Читаем Феномен Солженицына полностью

Легко говорилось! Иннокентий как привычное свободно формулировал такое, до чего без диалога никогда не доходила надобность:

– Я так понимаю: трагическая война. Мы родину отстояли – и мы её потеряли. Она окончательно стала вотчиной Усача.

– Мы уложили, конечно, не семь миллионов! – торопился и дядя. – И для чего? Чтобы крепче затянуть на себе петлю. Самая несчастная война в русской истории…

И опять – о Втором съезде Советов: он был от трёхсот совдепов из девятисот, он не был полномочен и никак не мог утверждать Совнарком.

– Да что ты говоришь?..

(Там же.
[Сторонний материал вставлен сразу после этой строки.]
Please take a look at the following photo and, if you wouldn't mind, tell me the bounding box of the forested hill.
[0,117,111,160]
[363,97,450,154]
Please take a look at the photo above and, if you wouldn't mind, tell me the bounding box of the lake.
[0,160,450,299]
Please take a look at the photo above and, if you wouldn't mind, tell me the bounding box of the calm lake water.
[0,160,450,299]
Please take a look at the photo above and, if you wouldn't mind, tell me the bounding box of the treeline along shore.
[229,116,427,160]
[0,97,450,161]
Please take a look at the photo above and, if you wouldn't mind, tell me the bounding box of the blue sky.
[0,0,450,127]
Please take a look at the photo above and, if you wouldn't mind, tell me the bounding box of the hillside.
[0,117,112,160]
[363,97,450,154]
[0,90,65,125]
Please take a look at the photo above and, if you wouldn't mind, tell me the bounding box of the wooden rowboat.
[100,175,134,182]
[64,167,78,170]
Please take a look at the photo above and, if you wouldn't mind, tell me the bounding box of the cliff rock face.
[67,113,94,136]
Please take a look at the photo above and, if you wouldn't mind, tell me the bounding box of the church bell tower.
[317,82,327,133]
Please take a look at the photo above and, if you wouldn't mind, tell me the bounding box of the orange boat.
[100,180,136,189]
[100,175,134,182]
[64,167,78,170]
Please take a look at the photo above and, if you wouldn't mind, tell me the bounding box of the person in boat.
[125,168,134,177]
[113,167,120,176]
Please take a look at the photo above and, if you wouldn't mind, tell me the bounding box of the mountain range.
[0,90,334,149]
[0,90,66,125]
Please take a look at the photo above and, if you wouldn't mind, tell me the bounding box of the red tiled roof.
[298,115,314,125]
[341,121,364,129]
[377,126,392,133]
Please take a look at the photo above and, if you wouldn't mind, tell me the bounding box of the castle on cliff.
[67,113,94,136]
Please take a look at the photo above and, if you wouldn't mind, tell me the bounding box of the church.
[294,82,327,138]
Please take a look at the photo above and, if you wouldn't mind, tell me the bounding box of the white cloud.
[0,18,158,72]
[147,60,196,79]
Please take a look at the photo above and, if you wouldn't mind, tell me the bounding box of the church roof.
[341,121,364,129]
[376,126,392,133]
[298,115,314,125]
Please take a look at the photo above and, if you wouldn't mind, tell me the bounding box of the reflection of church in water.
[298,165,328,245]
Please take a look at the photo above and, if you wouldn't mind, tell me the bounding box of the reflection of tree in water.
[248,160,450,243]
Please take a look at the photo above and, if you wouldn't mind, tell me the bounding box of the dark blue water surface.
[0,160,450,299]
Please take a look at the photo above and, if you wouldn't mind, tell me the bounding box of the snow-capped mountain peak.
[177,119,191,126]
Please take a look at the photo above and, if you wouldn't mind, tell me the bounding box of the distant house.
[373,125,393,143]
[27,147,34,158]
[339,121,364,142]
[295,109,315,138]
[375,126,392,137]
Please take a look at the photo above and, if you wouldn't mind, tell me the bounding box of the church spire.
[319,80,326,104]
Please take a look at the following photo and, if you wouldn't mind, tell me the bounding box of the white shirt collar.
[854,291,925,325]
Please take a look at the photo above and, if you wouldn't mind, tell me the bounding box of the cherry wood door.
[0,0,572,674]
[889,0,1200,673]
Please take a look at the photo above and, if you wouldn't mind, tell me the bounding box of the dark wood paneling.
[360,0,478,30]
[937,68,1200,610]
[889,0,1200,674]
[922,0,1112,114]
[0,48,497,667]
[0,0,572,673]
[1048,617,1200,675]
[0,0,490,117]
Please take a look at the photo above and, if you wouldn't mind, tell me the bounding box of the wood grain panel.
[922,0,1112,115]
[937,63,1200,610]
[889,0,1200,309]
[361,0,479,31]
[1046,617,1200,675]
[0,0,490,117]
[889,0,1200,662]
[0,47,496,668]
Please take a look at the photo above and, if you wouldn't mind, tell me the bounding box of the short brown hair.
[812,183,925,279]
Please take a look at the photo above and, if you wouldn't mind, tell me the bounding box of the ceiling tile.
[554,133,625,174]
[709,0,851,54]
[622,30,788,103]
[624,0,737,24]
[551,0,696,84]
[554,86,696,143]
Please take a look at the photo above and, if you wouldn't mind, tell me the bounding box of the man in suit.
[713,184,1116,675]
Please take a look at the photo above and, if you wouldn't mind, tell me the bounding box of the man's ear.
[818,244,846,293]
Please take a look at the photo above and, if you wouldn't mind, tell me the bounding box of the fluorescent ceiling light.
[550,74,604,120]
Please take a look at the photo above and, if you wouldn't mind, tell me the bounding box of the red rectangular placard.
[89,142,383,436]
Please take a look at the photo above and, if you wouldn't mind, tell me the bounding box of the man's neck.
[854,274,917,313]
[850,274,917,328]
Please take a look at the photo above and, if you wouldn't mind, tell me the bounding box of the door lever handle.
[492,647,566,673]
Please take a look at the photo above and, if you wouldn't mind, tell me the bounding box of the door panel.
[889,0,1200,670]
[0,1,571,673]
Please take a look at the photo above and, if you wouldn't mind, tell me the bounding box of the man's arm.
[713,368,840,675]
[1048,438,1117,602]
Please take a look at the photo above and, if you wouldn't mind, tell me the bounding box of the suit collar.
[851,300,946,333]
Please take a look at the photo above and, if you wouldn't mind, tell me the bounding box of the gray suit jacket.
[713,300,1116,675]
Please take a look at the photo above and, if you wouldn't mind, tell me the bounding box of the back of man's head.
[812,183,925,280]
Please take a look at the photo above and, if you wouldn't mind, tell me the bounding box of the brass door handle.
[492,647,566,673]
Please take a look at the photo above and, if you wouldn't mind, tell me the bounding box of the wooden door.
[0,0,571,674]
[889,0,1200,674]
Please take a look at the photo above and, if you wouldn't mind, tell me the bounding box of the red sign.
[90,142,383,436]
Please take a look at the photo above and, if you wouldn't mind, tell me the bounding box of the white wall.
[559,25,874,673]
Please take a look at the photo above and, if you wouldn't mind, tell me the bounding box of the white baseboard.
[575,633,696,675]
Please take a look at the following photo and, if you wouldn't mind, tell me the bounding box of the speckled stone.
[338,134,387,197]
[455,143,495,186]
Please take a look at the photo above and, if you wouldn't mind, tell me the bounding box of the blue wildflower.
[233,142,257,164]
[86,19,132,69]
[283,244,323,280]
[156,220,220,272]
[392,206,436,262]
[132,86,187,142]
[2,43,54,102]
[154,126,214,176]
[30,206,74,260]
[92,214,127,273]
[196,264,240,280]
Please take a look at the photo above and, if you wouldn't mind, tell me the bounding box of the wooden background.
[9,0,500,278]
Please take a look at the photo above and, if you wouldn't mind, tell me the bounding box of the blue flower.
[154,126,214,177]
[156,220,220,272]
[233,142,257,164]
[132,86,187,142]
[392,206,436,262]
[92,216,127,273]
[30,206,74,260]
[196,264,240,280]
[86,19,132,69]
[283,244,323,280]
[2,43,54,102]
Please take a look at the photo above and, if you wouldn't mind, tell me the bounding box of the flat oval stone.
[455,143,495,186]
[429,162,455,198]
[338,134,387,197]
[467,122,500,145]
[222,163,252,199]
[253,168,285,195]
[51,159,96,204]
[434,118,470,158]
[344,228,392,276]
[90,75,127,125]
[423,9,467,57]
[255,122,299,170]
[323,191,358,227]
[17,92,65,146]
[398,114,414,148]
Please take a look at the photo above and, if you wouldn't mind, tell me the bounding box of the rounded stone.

Стр. 372–373)

И тут вдруг – казалось бы, ну никак нельзя было предвидеть такого поворота, – неожиданно ворвалась в этот дядюшкин «урок истории» совсем другая тема:…

Уже по два раза «спокойной ночи» сказали, и дядя спрашивал, оставить ли дверь открытой, душновато, – но тут про атомную бомбу почему-то всплыло, и он вернулся, шептал яро:

– Ни за что сами не сделают!

– Могут и сделать, – чмокал Иннокентий. – Я даже слышал, что на днях будет испытание первой бомбы.

– Брехня! – уверенно говорил дядя. – Объявят, а – кто проверит?.. Такой промышленности у них нет, двадцать лет делать надо.

Уходил и ещё возвращался:

– Но если сделают – пропали мы, Инок. Никогда нам свободы не видать.

Иннокентий лежал навзничь, глотал глазами густую темноту.

– Да, это будет страшно… У них она не залежится… А без бомбы они на войну не смеют.

(Там же)

Эта тема всплывает в романе постоянно. Она проходит через все повествование, как принято говорить в таких случаях,красной нитью.

Посмотрим же, – попробуем проследить, – куда ведет нас эта «красная нить».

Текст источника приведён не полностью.